Introduction – Qualité de communication dans l’Entreprise 2.0

27 mai 2010

Non le 2.0 n’est pas un effet de mode, non il n’est pas simplement une concaténation d’outils ou une technologie nouvelle pour présenter ou agir sur des applications. Non le terme n’est pas restrictif et commence à se répandre comme une notion de changement, de migration vers la nouveauté, vers l’innovation, vers plus de facilité et de modernité.
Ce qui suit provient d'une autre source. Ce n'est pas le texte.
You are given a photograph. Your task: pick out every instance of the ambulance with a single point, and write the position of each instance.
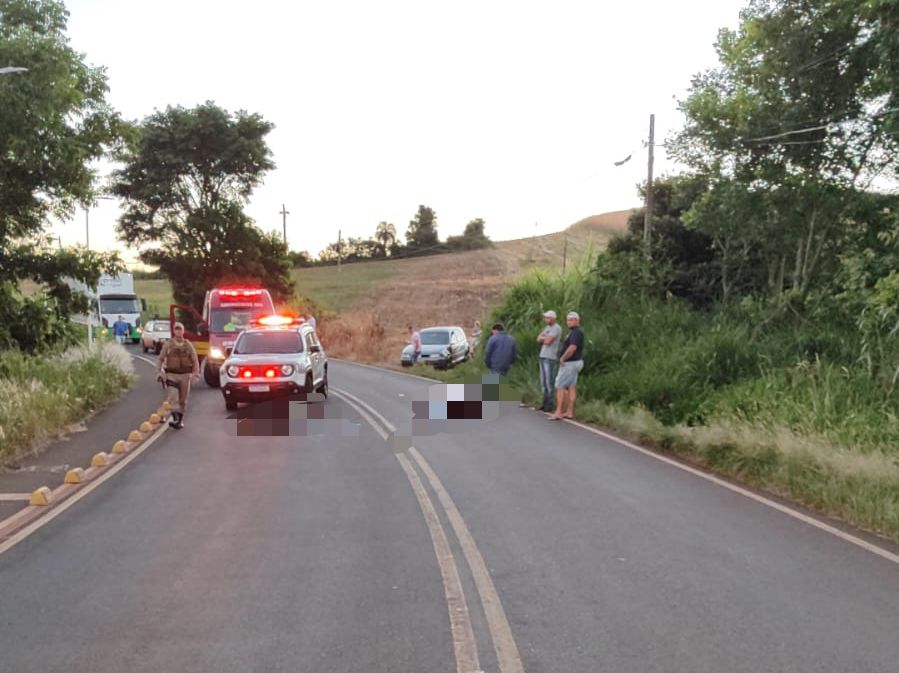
(227, 311)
Nous pourrons appeler l’Entreprise 2.0, l’entreprise évolutive et innovante, l’entreprise adaptative et collaborative, l’entreprise enrichie et enrichissante.

Mais que représente-t-elle vraiment ? Pourquoi une définition de 2.0 pour qualifier l’entreprise ? Nous commencerons par définir ce que l’on entend par Entreprise 2.0. Les Hommes de l’art et les travailleurs du savoir [DES09] en ont une notion ou une définition plus ou moins claire mais quand est-il du commun des managers traditionnels, des utilisateurs de technologies grand-publics, des jeunes générations comme des moins jeunes ?
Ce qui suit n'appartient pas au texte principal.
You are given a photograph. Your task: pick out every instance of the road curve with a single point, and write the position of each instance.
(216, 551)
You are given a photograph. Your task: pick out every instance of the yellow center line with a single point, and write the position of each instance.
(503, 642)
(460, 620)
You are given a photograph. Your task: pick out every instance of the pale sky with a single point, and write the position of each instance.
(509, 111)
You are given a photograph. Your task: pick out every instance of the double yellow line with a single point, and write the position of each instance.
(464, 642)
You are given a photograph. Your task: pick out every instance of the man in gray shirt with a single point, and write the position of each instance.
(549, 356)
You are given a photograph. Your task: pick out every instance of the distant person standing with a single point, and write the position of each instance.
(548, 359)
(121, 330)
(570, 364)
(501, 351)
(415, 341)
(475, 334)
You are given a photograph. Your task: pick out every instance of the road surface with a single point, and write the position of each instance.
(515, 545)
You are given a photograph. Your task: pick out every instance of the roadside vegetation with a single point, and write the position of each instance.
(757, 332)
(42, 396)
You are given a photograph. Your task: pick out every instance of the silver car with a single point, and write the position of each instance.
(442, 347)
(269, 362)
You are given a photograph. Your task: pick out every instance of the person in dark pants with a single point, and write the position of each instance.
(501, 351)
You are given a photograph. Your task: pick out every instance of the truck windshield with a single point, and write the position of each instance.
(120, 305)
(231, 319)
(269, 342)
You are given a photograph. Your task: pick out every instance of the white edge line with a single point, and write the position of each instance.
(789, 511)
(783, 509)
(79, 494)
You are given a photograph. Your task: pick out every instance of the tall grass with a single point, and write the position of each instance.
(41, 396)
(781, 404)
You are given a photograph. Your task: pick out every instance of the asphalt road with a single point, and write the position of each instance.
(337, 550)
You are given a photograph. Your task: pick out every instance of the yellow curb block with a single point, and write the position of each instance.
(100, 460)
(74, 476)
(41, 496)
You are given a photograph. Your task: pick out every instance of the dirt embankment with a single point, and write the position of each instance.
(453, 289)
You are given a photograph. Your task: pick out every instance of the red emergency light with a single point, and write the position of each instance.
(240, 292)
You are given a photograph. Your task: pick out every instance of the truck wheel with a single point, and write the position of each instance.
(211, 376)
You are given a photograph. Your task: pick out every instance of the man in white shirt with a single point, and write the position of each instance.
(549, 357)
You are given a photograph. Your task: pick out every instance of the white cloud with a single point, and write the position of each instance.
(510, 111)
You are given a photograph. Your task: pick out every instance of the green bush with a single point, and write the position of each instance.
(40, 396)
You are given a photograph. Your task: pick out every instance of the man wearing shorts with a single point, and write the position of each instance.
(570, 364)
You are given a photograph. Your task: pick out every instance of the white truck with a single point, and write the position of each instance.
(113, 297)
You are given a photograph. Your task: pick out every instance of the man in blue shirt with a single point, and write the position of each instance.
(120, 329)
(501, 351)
Nous vivons des bouleversements technologiques sans précédent, des taux de pénétration jamais vus pour des technologies grand-publics et en grande partie virtuelle. Cette appropriation et la mise à disposition de technologies et de plates-formes qui permettent une évolution fondamentale dans la manière de travailler, de communiquer et de vivre. Qui encore dans notre monde industrialisé n’utilise pas les moyens de communication rapides, modernes, efficaces et simples ? Ils nous semblent à nous, spécialistes, naturels et intuitifs, ils ne le sont pas toujours. Toutefois force est de constater que les masses actives (en comparaison aux masses média passives) s’imprègnent avec rapidité de cette télévision inversée où le web-acteur agit sur les programmes et les transforme.

L’internet, les outils web, les outils de communication ou de gestion sont totalement fusionnés dans notre manière de travailler. Nous en sommes probablement à une nouvelle phase. L’industrialisation et la distribution des outils deviendront encore plus naturelles. Le partage et l’adaptation de briques transformables et adaptables par le commun des mortels permettront de créer, innover, partager et s’enrichir. Certains prédisent une nouvelle étape de l’évolution humaine, un passage de l’ère de l’industrie-commerce à celle de la création-communication [SAL08].

L’implication totale et les 4 ans investis dans la création et le développement d’une société de service internet aux PME, lors de la forte croissance de l’internet qui s’est achevée par l’explosion de la fameuse bulle fin 2000 m’ont permis d’agir à toutes les étapes de son développement : production, recrutement, gestion financière, management… Nous avons eu, sans expérience ou sans socle éducatif, à manager des équipes, des fournisseurs ou des pairs.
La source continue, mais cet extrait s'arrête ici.